3 Billboards outside Ebbing, Missouri
No one does angry better than Frances McDormand, who does her best film work here since Fargo as Mildred Hayes, a recently divorced mother who lost her daughter Angela less than a year ago. Angela was raped and murdered, but the case has gone cold. There was no matching DNA, so the spotlight has dimmed and Mildred is getting no updates. She’s angry. She should be. One day, she sees three barren billboards on a rarely-traveled road, and she rents the space to ask the local chief of police, (Wood Harrelson) why there are no answers. Local media becomes interested in the billboards, and the attention sparks a series of events involving not only the chief but one of his more loathsome officers, played by Sam Rockwell, Peter Dinklage, Caleb Landry Jones, Abbie Cornish, Lucas Hedges, Clarke Peters and John Hawkes fill out supporting cast. Shhh - It's shot in North Carolina, so it isn't a win for the Missouri Film Commission...

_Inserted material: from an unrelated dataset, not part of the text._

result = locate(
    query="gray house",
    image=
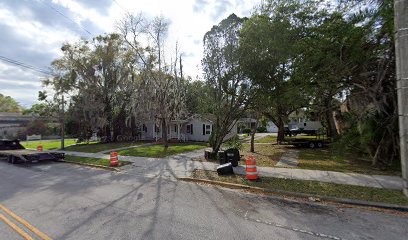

Wednesday, January 3, 2018

Thin Man Movies

Thanks to Turner Classic Movies and my DVR, I was able to watch the six Thin Man movies in chronological order as a fantastic way to ring in a new year in 2018. It is Classic Hollywood - William Powell and Myrna Loy in the Thin Man Movies. The Thin Man (1934) was shot over a mere two weeks on a shoestring and conceived by MGM as a B-movie. It became a franchise over six films while the country worked its way through the depression and WWII. Director W.S. Van Dyke’s casting coup of Powell and Loy paid off and The Thin Man was a surprise smash. The Thin Man movies adhere to a rigid formula. They gave people what they wanted, over and over again. Nick attempts to just relax and drink away the afternoon is disrupted again and again by a sudden murder mystery. Reluctantly, and with a big push from Nora, he takes the case, outpacing the actual detective investigating.
Of course one needs to suspend one’s disbelief and movie-viewing cynicism as crime scenes are violated, political correctness is compromised, justice is obstructed, women are objectified, nightclub/party goers are over-served and plots twist.  All that said, it is a pleasure of black & white escapism and entertainment to binge watch Nick and Nora as the formula plays out and all ends well.

The Thin Man (1934), After the Thin Man (1936), Another Thin Man (1939), Shadow of the Thin Man (1941), The Thin Man Goes Home (1945) and The Song of the Thin Man (1947)…


Happy New Year!  

Tuesday, January 2, 2018

Raphael Angels

The Sistine Madonna is an oil painting on canvas and represents one of the last works Raphael would complete. In the complete work, the Virgin Mary stands upon a cloud holding the Christ child. The Madonna is accompanied by Saint Sixtus and Saint Barbara. The cherubim, arguably the most famous in the world, are located at the very bottom of the painting. The work was nearly destroyed during World War II as the allies bombed the German city of Dresden, but was thankfully saved by Russian forces. Though shortly held by the Soviet Union, the painting has since returned to Germany where it be seen in the Gemäldegalerie Alte Meister. 

Note: This painting left an impression on me somewhat indirectly. A print of the Madonna painting hung in in my parent's bedroom in our home in Lakewood, a west side suburb in Cleveland. Years later I took a picture of my kids at home in Raleigh, NC (around 1992). In 2016 these two angels introduced us to Lawton (Robert Lawton Dewey) and James Benjamin Morgan.